Buna karşılık, Starmer kendi savunma komutanlarının, İngiltere'nin Rusya'ya karşı yeniden silahlanması ve Ukrayna'yı desteklemesi gerektiği yönündeki senaryosuna sadık kalmaya devam ediyor. Bu onu, Ukrayna'ya vermiş oldukları desteği unutan İtalya'nın faşist Başbakanı Giorgia Meloni gibi Trump'ın önde gelen bazı Avrupalı yol arkadaşlarından ayıran bir durum yaratıyor.
Ancak ilginç olan, benzer bir ip cambazlığının neoliberal emperyalist tutuculuk ile Trumpçı aşırı sağ arasında da devam ediyor oluşu ve bunun iç politikaya da yansımış olması. Financial Times, Starmer'ın kabinesine gönderdiği ve "küreselleşmenin tüm cevapları barındırdığı" şeklindeki "konforlu elit dünya görüşüne" saldırdığı bir muhtırayı ele geçirdi. Muhtırada piyasanın rolü hakkındaki "kayıtsızlık" hakkında ve göçün "sınırsız bir mal" olduğu argümanlarına dair yorumları bulunuyor.

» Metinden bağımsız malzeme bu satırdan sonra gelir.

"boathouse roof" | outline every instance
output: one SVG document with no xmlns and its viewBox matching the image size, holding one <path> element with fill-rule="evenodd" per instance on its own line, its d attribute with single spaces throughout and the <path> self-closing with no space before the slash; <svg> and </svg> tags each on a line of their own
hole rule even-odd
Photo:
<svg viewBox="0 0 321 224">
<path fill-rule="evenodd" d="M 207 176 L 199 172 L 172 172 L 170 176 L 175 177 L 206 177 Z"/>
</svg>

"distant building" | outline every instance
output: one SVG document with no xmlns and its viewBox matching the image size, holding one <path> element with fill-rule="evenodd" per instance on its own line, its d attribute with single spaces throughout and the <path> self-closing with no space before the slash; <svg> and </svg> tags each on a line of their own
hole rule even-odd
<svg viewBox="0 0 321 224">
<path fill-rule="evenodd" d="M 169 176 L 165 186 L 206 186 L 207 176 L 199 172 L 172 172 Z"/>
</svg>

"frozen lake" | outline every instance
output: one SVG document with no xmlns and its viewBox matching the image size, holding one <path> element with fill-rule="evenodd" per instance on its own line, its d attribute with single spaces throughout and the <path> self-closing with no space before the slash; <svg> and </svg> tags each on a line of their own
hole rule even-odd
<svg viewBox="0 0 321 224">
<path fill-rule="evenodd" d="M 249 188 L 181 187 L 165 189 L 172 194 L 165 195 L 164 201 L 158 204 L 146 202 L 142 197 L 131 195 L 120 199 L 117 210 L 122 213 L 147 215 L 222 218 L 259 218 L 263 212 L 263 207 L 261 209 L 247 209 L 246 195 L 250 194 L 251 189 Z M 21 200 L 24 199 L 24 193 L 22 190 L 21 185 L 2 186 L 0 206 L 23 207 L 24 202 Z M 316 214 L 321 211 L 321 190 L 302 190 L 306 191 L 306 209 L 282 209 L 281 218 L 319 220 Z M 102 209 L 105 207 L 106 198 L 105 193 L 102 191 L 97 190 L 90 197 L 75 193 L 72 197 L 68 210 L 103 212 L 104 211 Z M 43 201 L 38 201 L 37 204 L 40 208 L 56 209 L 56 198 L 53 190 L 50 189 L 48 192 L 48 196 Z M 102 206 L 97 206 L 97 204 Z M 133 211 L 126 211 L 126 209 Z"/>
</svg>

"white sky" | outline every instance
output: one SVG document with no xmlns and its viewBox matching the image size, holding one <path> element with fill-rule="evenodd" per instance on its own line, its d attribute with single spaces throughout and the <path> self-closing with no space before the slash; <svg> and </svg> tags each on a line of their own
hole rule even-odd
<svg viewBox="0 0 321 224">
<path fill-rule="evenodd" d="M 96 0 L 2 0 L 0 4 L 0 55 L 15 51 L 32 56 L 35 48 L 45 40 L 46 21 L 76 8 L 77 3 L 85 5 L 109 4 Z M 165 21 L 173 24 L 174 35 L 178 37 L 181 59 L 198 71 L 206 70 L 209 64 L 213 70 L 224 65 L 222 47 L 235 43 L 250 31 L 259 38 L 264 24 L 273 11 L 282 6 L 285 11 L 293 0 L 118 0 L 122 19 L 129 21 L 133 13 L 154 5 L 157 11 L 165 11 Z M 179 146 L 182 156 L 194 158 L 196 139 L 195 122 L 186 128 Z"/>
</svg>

Bunların hepsi, (göçmenlere karşı devlet saldırısını başlatmış olsalar da) Tony Blair ve Gordon Brown'ın Yeni İşçi Partisi ile ilişkilendirilen argümanlar. Financial Times’ın da belirttiği gibi, Starmer'ın ofisi, özellikle de Morgan McSweeney'nin geçtiğimiz Ekim ayında Özel Kalem Müdürü olarak göreve gelmesinden bu yana, Blairciler ile dolup taştı. Yeni İşçi Partisi'nin mimarı Peter Mandelson ise İngiltere’nin Washington'daki mevcut büyükelçisi konumunda bulunuyor.
Starmer, muhtırasında seçmenlerin "değişim ve dönüşüme aç" olduğunu söylüyor ki bu de neticede Trump ve Elon Musk gibi müttefikleri tarafından kullanılmakta olan dildir. Starmer, 2010'daki İşçi Partisi seçim yenilgisine Muhafazakar Parti tarzı politikaları benimseyerek tepki gösteren sağcı bir akım olan "Mavi İşçi” hareketinin fikirlerine yaklaşmış gibi görünüyor.
Mavi İşçi’nin mimarı Maurice Glasman ise bugünlerde coşkulu bir Trump destekçisi oldu.
Starmer'ın hükümeti Trump'ın bazı önlemlerini öngererek, örneğin, sığınmacıların tutuklanıp sınır dışı edildiğini gösteren korkunç bir video hazırladı. Aşırı sağa uyum sağladığında, kamuoyu yoklamalarında zirvede olan sağ popülist parti Reform UK'nin ivmesini durdurabileceğini sanıyor olmalı.
Ancak, bir sonraki Alman şansölyesi Friedrich Merz'in "ABD'den tam bağımsızlık" sözü vermesiyle birlikte, bu güncel transatlantik uçurumunu kapatmak daha da zorlaşacak. Dolayısıyla Starmer Washington ziyareti yoluyla paçayı kurtarmaya çabalıyor da olabilir.